Is moss friend or foe? I’m never sure whether to apologize for my apple trees or admit my pride in them. At the end of a wet winter their branches are thickly coated on their upper sides with an emerald-green fabric like baize crossed with velvet. It is thicker on the trees on the shadier side of the garden, and thickest, covering much of the trunk too, on the tree in the south west corner that gets the most shade from the house and the churchyard wall.
Our trees have been pruned for many years, perhaps always, into open goblet, or even parasol, shapes to let light into their canopies, cutting off the year’s new growth but leaving fists of old wood on snaking stems; hardly a classical method but wonderfully energizing to flowers and fruit.
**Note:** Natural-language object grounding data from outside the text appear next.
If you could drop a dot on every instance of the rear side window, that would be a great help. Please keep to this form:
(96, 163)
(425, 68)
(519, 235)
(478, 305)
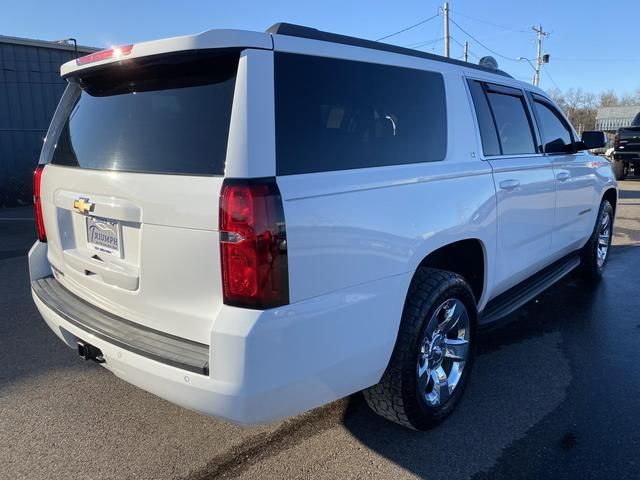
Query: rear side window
(556, 134)
(512, 123)
(488, 134)
(337, 114)
(165, 114)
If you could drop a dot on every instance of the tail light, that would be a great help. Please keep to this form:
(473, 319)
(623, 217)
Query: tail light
(253, 244)
(37, 203)
(115, 52)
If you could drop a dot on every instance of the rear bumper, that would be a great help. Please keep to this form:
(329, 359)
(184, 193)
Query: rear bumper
(626, 156)
(264, 365)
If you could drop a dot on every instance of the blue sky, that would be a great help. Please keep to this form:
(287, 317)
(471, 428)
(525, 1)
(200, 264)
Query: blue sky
(593, 44)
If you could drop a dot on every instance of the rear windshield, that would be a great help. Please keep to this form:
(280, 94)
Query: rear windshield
(165, 114)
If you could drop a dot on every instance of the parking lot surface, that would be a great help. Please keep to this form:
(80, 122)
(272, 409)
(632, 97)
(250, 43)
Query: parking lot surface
(555, 393)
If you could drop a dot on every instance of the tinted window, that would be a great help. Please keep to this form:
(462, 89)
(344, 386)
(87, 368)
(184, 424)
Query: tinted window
(168, 115)
(512, 122)
(490, 145)
(337, 114)
(556, 135)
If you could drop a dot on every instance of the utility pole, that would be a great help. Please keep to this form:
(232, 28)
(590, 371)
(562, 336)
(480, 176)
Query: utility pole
(541, 35)
(446, 29)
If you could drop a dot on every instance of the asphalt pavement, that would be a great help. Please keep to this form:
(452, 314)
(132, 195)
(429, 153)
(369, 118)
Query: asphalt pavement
(555, 393)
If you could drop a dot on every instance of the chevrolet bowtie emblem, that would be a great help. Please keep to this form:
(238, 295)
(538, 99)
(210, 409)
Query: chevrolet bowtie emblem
(83, 205)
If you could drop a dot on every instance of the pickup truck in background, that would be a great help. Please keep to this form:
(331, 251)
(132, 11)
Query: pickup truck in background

The combination of gnarled and writhing grey wood and the emerald moss gives me enormous pleasure. Visitors gasp and get their cameras out. Serious fruit growers give me recipes for moss removal. Should I be worried?
It was in Japan that I first appreciated moss as a plant that could transform a garden. Saiho-Ji, the monastic moss garden, is only the most notable of many where the moss on rocks, paths, on the banks of streams and the trunks of trees, feels like a spell cast by an old green witch. In winter it is almost lurid green, in summer shades of green and brown, but the muting, softening effect is permanent. There are no sharp edges: no ultimate focus except the textures, the (rather rare) shock of pure clean petals, and the contrasting polish of water.
In this garden moss has crept up on me. It must be cumulative in the whole garden, endemic (and increasing) in the lawns, overwhelming on the abandoned tennis court, and presumably finding its perfect perch on the apples.